Modern sports heavily rely on statistics. Alongside trainers, physiotherapists and doctors, data analysts have become a vital part of a sports team. They collect and analyze data gathered during training and competitions to uncover patterns and variables which help sportsman reach best results. In team sports (football, volleyball or basketball) this kind of insight is most beneficial.
At the recent hackathon we gave our participants a possibility to become such analyst, evaluating Kobe Bryant's 20-year career to find out from which angle he has the best shot accuracy.
Participants were given a dataset containing records of all shots Kobe Bryant ever attempted (whether successful or not) – an impressive number of over 30.000 shots. Each shot was described by 25 features like type of shot (action type), distance from the target, name of the opposing team, position on the field, etc. Plus a field with the result of the shot – with 4.500 shot attempts for which the outcome was not labeled.
The challenge? Teams were asked to provide success probabilities of the non-labeled shots. In addition: find out from which angle Kobe had the most shot accuracy. The quality of the scoring was measured using a log loss and the shot accuracy using our famous applause meter.
This meetup we were happy to welcome many young and curious adepts of data science ready to put their skills up for a challenge.
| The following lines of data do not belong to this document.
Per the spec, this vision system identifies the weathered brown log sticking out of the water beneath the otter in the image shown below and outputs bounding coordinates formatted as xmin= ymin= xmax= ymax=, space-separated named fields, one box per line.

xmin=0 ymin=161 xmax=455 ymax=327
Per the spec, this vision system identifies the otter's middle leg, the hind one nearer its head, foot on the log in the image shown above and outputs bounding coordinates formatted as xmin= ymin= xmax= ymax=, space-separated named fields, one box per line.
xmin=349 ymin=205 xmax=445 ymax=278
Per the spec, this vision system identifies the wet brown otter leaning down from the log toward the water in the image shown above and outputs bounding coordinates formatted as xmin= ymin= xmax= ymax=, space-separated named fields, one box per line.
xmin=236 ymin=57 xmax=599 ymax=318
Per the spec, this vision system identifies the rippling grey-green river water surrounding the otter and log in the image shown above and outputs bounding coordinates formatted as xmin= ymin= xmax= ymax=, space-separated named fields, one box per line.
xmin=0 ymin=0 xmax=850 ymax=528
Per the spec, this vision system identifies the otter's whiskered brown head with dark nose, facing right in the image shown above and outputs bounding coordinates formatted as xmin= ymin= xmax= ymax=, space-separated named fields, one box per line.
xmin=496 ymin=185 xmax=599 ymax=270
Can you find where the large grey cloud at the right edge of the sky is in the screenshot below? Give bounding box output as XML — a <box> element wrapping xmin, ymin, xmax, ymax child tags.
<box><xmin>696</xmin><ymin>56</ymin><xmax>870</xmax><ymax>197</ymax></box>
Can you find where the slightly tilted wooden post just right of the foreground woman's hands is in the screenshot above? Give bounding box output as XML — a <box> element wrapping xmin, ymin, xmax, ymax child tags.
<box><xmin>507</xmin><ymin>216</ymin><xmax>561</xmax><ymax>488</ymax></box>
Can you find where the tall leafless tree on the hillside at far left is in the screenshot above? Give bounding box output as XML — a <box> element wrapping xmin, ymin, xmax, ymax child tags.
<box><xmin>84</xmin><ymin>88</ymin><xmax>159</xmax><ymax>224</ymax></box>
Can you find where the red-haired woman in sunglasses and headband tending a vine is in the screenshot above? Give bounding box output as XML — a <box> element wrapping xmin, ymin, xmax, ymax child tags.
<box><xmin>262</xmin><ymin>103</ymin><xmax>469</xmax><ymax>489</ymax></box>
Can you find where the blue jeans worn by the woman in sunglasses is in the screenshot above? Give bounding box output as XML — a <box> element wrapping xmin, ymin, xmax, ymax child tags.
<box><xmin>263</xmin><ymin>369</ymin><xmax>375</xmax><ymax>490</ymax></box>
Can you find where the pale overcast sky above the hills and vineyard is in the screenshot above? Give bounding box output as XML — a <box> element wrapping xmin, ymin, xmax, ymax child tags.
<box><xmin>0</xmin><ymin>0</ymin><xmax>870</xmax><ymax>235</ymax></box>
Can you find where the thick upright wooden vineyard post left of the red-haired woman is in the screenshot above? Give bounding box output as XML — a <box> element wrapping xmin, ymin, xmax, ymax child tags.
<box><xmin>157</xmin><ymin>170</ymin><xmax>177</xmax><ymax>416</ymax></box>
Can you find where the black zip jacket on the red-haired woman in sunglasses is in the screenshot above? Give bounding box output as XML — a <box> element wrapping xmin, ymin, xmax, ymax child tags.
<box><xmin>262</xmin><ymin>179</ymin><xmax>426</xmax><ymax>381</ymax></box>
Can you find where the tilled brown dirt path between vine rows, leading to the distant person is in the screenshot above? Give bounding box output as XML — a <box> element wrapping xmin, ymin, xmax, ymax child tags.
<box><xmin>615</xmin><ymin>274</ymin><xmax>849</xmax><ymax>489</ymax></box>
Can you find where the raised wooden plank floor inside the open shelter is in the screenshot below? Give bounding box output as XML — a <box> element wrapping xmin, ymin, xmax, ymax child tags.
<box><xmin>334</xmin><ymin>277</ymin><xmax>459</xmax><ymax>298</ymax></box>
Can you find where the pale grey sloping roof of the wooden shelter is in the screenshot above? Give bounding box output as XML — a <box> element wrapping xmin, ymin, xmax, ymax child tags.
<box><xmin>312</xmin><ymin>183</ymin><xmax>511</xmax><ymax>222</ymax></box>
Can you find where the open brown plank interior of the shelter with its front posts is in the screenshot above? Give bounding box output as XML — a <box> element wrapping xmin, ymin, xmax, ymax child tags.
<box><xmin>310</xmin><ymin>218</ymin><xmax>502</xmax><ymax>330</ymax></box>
To make sure they could make the best of the evening they were paired with more experienced participants.
As the challenge started and I made my first round across the room, I noticed that most of the teams took a similar approach and diversified their resources. And so, part of each team focused on visualizing data at hand, whereas the others started to develop a model. The idea was that the visualization may provide some insight into how to improve the model, by pointing to the variables of the highest relevance.
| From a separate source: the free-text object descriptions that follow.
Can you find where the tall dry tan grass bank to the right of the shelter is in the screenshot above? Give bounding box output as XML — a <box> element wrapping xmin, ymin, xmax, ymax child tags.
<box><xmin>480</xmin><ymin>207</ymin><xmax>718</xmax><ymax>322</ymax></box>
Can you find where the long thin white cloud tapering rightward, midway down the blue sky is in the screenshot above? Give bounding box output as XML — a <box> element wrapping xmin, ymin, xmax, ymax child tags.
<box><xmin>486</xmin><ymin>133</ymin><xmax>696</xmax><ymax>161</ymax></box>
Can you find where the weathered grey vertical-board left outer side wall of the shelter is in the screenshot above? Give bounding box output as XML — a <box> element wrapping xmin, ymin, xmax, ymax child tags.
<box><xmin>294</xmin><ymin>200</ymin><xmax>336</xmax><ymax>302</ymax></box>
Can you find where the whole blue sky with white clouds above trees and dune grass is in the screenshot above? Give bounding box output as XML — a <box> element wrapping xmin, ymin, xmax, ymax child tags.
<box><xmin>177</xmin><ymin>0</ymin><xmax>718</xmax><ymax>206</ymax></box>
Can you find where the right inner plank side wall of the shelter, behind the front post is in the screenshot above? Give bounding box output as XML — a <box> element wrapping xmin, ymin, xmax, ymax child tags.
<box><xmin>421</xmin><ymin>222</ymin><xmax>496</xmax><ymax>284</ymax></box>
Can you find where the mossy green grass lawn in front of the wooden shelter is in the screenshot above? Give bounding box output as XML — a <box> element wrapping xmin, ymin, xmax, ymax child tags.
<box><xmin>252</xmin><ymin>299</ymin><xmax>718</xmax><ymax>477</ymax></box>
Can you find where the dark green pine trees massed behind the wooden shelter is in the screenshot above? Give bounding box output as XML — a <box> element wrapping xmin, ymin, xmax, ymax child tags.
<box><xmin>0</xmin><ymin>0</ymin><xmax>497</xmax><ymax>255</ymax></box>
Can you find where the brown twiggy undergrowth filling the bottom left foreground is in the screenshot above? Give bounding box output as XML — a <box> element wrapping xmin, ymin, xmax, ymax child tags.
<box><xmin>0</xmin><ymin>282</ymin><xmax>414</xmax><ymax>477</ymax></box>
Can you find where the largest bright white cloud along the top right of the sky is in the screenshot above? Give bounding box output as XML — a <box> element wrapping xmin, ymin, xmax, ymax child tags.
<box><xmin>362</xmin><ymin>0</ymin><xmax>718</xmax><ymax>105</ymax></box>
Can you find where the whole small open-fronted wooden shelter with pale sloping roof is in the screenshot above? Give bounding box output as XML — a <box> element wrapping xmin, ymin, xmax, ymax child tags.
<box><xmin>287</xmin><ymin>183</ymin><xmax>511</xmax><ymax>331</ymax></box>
Analytics tools used included Python plotting packages (matplotlib), Pandas library, as well as Splunk. However, no matter which tool was used, it all painted the same picture: action type was the most predictive variable and a short distance from the target increased Kobe’s chance to score.
As for team members who were responsible for model building they all started by cleaning their dataset. Most of the teams removed all non-predictive variables such as game_id and shot_id. One of the teams was so effective at it that they run their model with only one variable: action type. While indeed that variable had the most predictive value (one team estimated it at 31%), by itself it wasn’t sufficient to accurately predict success of a shot.
Others tried to expand their dataset by creating derived variables, such as 'games played in the last 14 days'. At the same time, they reduced the number of categories by aggregation. Unfortunately, this approach proved to be too ambitious for such a short time.
Another team took a very systematic approach of analyzing each variable’s relevance using caret package in R. This approach resulted in 0,607 log loss score, good for a very proud second place!
When it came to building the model, most of the teams relied on simple, effective solutions, such as linear regression, XG Boost and/or random forest. No matter which approach was chosen, action type always stood out as a variable of highest relevance with dunking shot being the most successful type of shot.